I created all of the services with docker-machine. Each machine is running Ubuntu 15.10 with Docker 1.12.3.
Linux swarm-master-01 4.2.0-42-generic #49-Ubuntu SMP Tue Jun 28 21:26:26 UTC 2016 x86_64 x86_64 x86_64 GNU/Linux
Using the master node I have created a service with the following
docker service create --replicas 1 --name myapp -p 3000 myapp
When I run docker service ps myapp I get the following output
ID NAME IMAGE NODE DESIRED STATE CURRENT STATE ERROR
02awst8p9pezgpkfzqgz8z79t myapp.1 myapp:latest swarm-node-01 Running Running 19 minutes ago
The running task is deployed to swarm-node-01.

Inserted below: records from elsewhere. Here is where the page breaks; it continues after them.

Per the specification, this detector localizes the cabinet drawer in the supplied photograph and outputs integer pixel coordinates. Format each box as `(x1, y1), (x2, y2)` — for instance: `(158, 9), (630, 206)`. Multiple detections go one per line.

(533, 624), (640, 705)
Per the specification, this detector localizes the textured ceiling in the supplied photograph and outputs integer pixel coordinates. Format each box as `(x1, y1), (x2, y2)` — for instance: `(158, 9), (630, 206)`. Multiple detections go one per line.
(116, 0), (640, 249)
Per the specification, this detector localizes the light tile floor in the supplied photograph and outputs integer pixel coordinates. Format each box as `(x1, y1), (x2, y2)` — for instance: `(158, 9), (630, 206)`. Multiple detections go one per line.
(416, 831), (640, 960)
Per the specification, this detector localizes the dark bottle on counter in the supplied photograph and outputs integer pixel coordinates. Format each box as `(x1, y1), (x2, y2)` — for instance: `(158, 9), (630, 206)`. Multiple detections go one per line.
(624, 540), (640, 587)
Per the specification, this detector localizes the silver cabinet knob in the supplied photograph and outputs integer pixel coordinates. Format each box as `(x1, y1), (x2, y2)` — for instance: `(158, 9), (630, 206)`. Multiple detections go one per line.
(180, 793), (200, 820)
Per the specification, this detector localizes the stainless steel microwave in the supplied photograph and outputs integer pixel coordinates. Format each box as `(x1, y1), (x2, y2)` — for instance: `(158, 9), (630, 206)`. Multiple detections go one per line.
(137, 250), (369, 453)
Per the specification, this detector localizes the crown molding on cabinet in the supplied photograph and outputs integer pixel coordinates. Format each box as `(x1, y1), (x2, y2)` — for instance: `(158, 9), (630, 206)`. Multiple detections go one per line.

I checked the auto-selected port which was published publicly
$ docker service inspect myapp | jq .[].Endpoint.Ports[].PublishedPort
30000
According to the documentation:
External components, such as cloud load balancers, can access the service on the PublishedPort of any node in the cluster whether or not the node is currently running the task for the service. All nodes in the swarm route ingress connections to a running task instance.
But when I try to curl the nodes who do not have the task running I'm getting connection refused.
$ curl $(docker-machine ip swarm-node-01):30000/stats
{"uptime":"2016-11-09T14:48:35Z","requestCount":7,"statuses":{"200":7},"pid":1,"open_db_conns":0}
$ curl $(docker-machine ip swarm-node-02):30000/stats
curl: (7) Failed to connect to [the IP] port 30000: Connection refused
note: I scrubbed the IP of node-02
My Troubleshooting:
The nodes are both properly connected to the swarm
Scaling the service up to 5 (which inherently deploys the task to every node) makes curl work on every node, because the task is deployed to every node.
UPDATE 1
I initialized the swarm with
docker swarm init --advertise-addr 10.0.0.12:2377 --listen-addr 10.0.0.12:2377
I checked the syslogs from the nodes and I'm seeing the following errors
level=error msg="Failed to join memberlist [10.0.0.12] on retry: 1 error(s) occurred:\n\n* Failed to join 10.0.0.12: dial tcp 10.0.0.12:7946: getsockopt: connection refused"
I checked to see if the ingress port was listening and it doesn't seem to be
ubuntu#swarm-master-01:~$ sudo lsof -i :7946
ubuntu#swarm-master-01:~$ cat < /dev/tcp/10.0.0.12/7946
-bash: connect: Connection refused
-bash: /dev/tcp/10.0.0.12/7946: Connection refused
ubuntu#swarm-master-01:~$ cat < /dev/tcp/0.0.0.0/7946
-bash: connect: Connection refused
-bash: /dev/tcp/0.0.0.0/7946: Connection refused
I was able to get around the issue for now, but I don't know what initially caused it. The overlay network (port 7946) wasn't listening on swarm-master-01. I figured this out with netstat -nlt. I searched the syslogs and found these errors related to the port in the syslog.
Nov 8 20:28:20 ubuntu docker[23092]: time="2016-11-08T20:28:20.171385360Z" level=warning msg="2016/11/08 20:28:20 [ERR] memberlist: Failed TCP fallback ping: read tcp 10.0.0.85:54016->10.0.0.13:7946: i/o timeout"
Nov 9 18:26:17 swarm-node-01 docker[714]: time="2016-11-09T18:26:17.573441271Z" level=warning msg="2016/11/09 18:26:17 [ERR] memberlist: Failed to send indirect ping: write udp [::]:7946->10.0.0.38:7946: use of closed network connection"
For some reason docker refused to open this port and listen any more. Here is what I did (albeit undesirable) to circumvent the issue:
Created another node with docker-machine called swarm-master-02
Joined swarm-master-02 to the cluster as a master
Demoted master-01 which set master-02 as the leader
Restarted the docker daemon on each node (might not have been necessary)
Now all of the machines are working as expected except for swarm-master-01. One task is running on swarm-node-01 and curl works against all nodes by forwarding the traffic to the proper container on the proper node. However, swarm-master-01 refuses to listen on the overlay network and curl does not work against this node. I was only able to fix swarm-master-01 by completely removing it from the cluster, restarting the docker daemon, and joining it again as a master. Now 7946 is listening on that machine.